In 2016, a Tesla Model S T-boned a tractor trailer at full speed, killing its lone passenger instantly. It was running in Autosteer mode at the time, and neither the driver nor the car’s automatic braking system reacted before the crash. The US National Highway Traffic Safety Administration (NHTSA) investigated the incident, requested data from Tesla related to Autosteer safety, and eventually concluded that there wasn’t a safety-related defect in the vehicle’s design (PDF report).

But the NHTSA report went a step further. Based on the data that Tesla provided them, they noted that since the addition of Autosteer to Tesla’s confusingly named “Autopilot” suite of functions, the rate of crashes severe enough to deploy airbags declined by 40%. That’s a fantastic result.
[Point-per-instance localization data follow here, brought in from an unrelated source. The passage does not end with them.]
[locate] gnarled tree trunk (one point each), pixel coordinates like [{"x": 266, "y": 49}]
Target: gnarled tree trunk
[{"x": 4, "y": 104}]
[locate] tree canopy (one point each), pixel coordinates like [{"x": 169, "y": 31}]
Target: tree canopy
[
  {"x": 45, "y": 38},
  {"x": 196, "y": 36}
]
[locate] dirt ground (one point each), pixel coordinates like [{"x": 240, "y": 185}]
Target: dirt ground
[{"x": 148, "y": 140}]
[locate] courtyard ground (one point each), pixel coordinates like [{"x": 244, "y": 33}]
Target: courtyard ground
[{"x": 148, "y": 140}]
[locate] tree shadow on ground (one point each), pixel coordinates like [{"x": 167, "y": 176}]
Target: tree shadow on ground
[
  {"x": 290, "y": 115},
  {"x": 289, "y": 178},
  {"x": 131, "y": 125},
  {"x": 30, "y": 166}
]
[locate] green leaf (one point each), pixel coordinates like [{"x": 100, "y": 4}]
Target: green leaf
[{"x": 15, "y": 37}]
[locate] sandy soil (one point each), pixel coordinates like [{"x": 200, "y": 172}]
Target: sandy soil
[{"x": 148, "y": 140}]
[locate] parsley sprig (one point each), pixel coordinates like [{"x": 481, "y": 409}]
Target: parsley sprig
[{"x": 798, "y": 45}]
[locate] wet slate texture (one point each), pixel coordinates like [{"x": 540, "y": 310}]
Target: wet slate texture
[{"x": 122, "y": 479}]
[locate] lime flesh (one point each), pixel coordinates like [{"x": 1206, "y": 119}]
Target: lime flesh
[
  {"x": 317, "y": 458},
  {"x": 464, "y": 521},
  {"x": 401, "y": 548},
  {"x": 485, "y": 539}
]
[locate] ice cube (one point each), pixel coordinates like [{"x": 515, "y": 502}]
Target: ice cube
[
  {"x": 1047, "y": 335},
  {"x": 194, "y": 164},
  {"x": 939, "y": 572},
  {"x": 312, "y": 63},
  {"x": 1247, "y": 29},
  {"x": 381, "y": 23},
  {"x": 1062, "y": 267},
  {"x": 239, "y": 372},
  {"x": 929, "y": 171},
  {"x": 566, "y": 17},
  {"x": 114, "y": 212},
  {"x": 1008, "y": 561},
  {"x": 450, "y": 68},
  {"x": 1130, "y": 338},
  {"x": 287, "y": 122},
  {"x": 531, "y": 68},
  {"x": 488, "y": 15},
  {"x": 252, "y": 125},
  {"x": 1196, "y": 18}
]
Because it was so spectacular, a private company with a history of investigating automotive safety wanted to have a look at the data. The NHTSA refused because Tesla claimed that the data was a trade secret, so Quality Control Systems (QCS) filed a Freedom of Information Act lawsuit to get the data on which the report was based. Nearly two years later, QCS eventually won.

Looking into the data, QCS concluded that crashes may have actually increased by as much as 60% on the addition of Autosteer, or maybe not at all. Anyway, the data provided the NHTSA was not sufficient, and had bizarre omissions, and the NHTSA has since retracted their safety claim. How did this NHTSA one-eighty happen? Can we learn anything from the report? And how does this all align with Tesla’s claim of better-than-average safety line up? We’ll dig into the numbers below.

But if nothing else, Tesla’s dramatic reversal of fortune should highlight the need for transparency in the safety numbers of self-driving and other advanced car technologies, something we’ve been calling for for years now.